- Sep 13, 2013
I ran my CEPH cluster with both LACP and balance-rr bonding setup. I am finding out although balance-rr with dummy switches has some big advantages, the issues of packet loss is out weighing the performance. Thanks to jinjer i got to know that balance-rr allows have fault tolerant switches, not just NIC themselves. Performance wise i am not noticing any positive difference. After much thinking and debate, i have decided to go back to LACP method of bonding. Even though i will not get higher bandwidth than 1 gbps, it seems like the least problematic way to go for a stable platform.
Sorry for the late addition to this discussion, but from the networking side there's one huge problem with the multiple-indepdent-switches theory of balance-rr. All the switches must be interconnected, since balance-rr assumes a common FIB at the switching layer.
In theory, if every single device on the subnet is plugged into the same set of switches, this could work. Otherwise, the odds of a packet getting delivered to the correct switch is exactly 1/n.
So, if you have A CEPH nodes and B PVE nodes, and they are all have C NICs dedicated to storage, you could interconnect them with C switches using (A+B) ports on each switch. This can work because any packet can be received on any port inside a bond group. You'll see slightly erratic traffic patterns, but given enough traffic it should be approximately equal on all C links from any given server and approximately equal on all C switches.
Where this breaks down completely is if you have any devices at all in that IP subnet that are NOT connected to all C switches. Let's say CEPH node #1 only has two NICs dedicated to storage, but everything else has three NICs dedicated to storage. One out of every three packets destined for CEPH#1 will be delivered to switch #3... and will not reach CEPH#1 because it's not connected to that switch.
If the storage subnet is protected by a firewall, the firewall now must be connected to all three switches using balance-rr also, or the same effect occurs.
Note that this means you do NOT get true redundancy using balance-rr; if f NICs or cables fail, you start dropping f/C packets.
While it is possible to mitigate this problem by interconnecting the switches, you then get two problems. Firstly, you now have a Spanning Tree topology with its attendant problems. (And if you disable STP on your switches, you should be taken out back and shot. The protocol still exists nowadays mainly to save your ass when you do something stupid at 2am.) Secondly, you now have FIB flapping and the switch CPUs become bottlenecks. FIB flapping is when the switch sees that MAC address A resides on port Y. Oh, wait, it just moved to port Z. Wait, it just moved to port Q. Oh, now it's back to port Y. No, it's back on port Q again! The switch's management plane (i.e. the CPU) has to be involved in coordinating the forwarding table: what port should a packet destined for MAC address A be sent out?
This is also why connecting multiple balance-rr links into a single switch often produces strange results.
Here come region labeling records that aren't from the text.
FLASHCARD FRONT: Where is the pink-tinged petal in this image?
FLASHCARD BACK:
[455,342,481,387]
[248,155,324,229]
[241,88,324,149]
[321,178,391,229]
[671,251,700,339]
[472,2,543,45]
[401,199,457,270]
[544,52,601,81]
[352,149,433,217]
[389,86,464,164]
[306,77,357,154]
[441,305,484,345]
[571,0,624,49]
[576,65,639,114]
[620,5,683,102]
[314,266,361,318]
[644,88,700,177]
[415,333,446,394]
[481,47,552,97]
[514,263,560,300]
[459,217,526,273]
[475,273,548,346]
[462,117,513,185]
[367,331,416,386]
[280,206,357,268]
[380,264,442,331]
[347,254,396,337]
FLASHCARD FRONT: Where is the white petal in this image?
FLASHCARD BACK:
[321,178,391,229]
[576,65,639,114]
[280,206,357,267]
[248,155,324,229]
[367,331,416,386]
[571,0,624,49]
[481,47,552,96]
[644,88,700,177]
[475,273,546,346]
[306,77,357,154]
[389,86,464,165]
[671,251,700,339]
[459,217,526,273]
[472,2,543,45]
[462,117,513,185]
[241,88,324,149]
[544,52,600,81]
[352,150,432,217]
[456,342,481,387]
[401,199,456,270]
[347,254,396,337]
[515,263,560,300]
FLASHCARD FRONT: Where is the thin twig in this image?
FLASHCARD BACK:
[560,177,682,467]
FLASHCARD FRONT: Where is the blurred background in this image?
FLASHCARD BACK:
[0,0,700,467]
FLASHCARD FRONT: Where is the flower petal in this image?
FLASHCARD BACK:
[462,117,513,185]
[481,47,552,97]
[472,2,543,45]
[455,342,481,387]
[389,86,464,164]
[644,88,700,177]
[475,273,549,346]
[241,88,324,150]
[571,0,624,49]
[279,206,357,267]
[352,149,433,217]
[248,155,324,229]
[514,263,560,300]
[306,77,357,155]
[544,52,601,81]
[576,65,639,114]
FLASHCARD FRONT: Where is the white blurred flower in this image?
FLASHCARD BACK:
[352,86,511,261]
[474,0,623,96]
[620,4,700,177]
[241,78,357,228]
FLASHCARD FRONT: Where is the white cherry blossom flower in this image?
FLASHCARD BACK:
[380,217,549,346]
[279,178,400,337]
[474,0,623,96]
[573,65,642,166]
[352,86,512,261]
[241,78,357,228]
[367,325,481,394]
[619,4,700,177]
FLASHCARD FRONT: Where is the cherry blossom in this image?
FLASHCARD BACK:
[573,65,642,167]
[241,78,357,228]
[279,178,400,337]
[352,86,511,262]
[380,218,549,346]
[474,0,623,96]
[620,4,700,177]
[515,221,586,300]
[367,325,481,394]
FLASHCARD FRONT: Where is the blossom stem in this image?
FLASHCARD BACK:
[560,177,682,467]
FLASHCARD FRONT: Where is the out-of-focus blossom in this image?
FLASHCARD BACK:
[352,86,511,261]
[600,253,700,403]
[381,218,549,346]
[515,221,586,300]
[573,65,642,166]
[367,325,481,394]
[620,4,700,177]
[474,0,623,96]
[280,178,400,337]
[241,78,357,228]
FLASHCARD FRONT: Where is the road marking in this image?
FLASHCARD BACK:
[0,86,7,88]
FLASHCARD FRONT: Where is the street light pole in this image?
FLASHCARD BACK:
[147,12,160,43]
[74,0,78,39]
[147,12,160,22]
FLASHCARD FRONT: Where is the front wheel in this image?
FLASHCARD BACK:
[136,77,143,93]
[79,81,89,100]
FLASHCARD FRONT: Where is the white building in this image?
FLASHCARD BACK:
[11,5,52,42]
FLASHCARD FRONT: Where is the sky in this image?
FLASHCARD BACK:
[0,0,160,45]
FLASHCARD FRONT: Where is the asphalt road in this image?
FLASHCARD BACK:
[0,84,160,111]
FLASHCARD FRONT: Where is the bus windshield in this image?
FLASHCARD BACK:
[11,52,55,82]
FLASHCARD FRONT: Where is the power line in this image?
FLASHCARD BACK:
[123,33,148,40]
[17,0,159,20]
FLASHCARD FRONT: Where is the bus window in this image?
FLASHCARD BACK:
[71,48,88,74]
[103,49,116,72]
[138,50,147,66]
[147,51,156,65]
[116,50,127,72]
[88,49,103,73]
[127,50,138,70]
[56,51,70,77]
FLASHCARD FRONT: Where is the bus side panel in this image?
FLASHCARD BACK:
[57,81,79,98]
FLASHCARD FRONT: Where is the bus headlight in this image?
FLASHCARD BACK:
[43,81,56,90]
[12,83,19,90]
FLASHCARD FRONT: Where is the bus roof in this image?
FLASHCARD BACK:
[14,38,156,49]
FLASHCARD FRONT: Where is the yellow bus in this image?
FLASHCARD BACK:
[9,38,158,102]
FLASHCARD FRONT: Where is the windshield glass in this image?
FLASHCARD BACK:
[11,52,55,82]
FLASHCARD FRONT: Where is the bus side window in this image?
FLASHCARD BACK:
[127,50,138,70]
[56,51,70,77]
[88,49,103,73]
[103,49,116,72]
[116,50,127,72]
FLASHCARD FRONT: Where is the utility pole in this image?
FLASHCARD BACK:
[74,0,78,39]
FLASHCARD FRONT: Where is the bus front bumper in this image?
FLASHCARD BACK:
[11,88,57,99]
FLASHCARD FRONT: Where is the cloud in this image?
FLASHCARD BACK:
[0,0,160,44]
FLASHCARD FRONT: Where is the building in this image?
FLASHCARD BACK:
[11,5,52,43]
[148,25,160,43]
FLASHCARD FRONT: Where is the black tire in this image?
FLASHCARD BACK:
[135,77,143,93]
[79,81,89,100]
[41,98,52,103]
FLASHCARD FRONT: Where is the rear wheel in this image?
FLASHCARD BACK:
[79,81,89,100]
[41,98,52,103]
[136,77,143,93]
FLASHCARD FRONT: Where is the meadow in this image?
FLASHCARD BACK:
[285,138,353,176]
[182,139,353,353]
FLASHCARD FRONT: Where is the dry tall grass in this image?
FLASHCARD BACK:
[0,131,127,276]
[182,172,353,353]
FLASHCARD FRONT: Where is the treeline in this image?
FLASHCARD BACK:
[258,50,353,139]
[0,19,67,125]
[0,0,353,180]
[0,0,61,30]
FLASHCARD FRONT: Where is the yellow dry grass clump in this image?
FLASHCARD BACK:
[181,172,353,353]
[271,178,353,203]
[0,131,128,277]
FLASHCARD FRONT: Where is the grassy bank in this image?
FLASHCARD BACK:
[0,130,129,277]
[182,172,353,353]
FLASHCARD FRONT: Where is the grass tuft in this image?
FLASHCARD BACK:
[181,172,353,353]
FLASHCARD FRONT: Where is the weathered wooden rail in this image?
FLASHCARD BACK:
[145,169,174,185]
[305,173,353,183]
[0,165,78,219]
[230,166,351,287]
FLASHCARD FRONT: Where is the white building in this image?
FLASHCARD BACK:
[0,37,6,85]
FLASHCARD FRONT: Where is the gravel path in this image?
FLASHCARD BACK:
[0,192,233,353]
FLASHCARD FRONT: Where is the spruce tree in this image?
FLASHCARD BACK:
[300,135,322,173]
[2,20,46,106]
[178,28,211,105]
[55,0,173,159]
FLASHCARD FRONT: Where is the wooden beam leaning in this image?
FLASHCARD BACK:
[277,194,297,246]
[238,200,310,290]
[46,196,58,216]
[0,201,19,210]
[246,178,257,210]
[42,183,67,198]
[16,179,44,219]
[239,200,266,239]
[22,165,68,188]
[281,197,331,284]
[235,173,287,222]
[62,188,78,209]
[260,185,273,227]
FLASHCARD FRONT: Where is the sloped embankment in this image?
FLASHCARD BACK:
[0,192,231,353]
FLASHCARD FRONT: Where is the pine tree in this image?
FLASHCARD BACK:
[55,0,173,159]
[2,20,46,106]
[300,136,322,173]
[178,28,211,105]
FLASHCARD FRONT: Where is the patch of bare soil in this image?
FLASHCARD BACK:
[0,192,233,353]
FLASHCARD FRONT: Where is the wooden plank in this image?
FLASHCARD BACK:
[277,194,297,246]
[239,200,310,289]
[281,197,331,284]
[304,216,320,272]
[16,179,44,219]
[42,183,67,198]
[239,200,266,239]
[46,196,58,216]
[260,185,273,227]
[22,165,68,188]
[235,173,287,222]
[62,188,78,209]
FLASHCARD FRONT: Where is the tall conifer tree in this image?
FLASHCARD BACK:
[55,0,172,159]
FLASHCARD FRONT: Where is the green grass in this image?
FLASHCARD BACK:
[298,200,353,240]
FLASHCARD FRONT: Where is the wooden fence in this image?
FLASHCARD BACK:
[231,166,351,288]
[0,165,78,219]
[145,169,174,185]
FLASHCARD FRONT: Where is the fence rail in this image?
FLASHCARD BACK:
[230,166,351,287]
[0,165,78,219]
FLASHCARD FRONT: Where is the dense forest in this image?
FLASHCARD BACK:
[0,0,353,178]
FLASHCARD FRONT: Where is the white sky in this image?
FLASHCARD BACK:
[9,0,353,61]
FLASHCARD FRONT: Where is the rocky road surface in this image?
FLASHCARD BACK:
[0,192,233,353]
Most cheaper switches have very low-end CPUs (i.e. 400MHz), because normally the CPU doesn't have to do much work. Using balance-rr is a good way to force it to do a lot of work. (Yes, switch ASICs handle most of the workload, but not 100% of it.)
To recap: balance-rr can be useful for certain specific scenarios ONLY IF the switch(es) and network fabric can handle it correctly. It does not give you good redundancy (except against complete switch failure in the isolated-switch scenario), it's not standardized in any way, and no-one other than Linux implements it this way. LACP definitely has limitations, but it handles more situations correctly and is reliable in virtually every circumstance. The way to maximize bandwidth with LACP is to maximize the number of flows, and particularly on dumber switches, maximize the number of MAC addresses involved, i.e. use Multipath if you can. You'll never get more than 1Gb/sec between any two conversation endpoints, but with e.g. iSCSI multipath, you can have multiple conversation endpoints involved simultaneously.
In a distributed-storage environment, the way to maximize bandwidth - generally! - is to maximize the number of nodes and minimize the amount of storage on each of those nodes. Then also maximize the number of clients talking to each of thoes nodes. A small number of large storage arrays with a small number of clients will run into network limitations unless the vendor does tricks in the protocol (e.g. Equallogic redirects iSCSI sessions to alternate IP addresses, one bound to each NIC; VMware sets up multiple iSCSI initiators, one per NIC; Linux has balance-rr... maybe!).
Note that VMware does something similar to balance-rr, but it adds LACP-like session pinning mostly so that the switches don't suffer from CPU exhaustion. Many higher-end (Cisco, Juniper, HP/3COM, etc.) switches will actually disable the ports involved in a balance-rr group by default, treating them as a deliberate spoofing attack!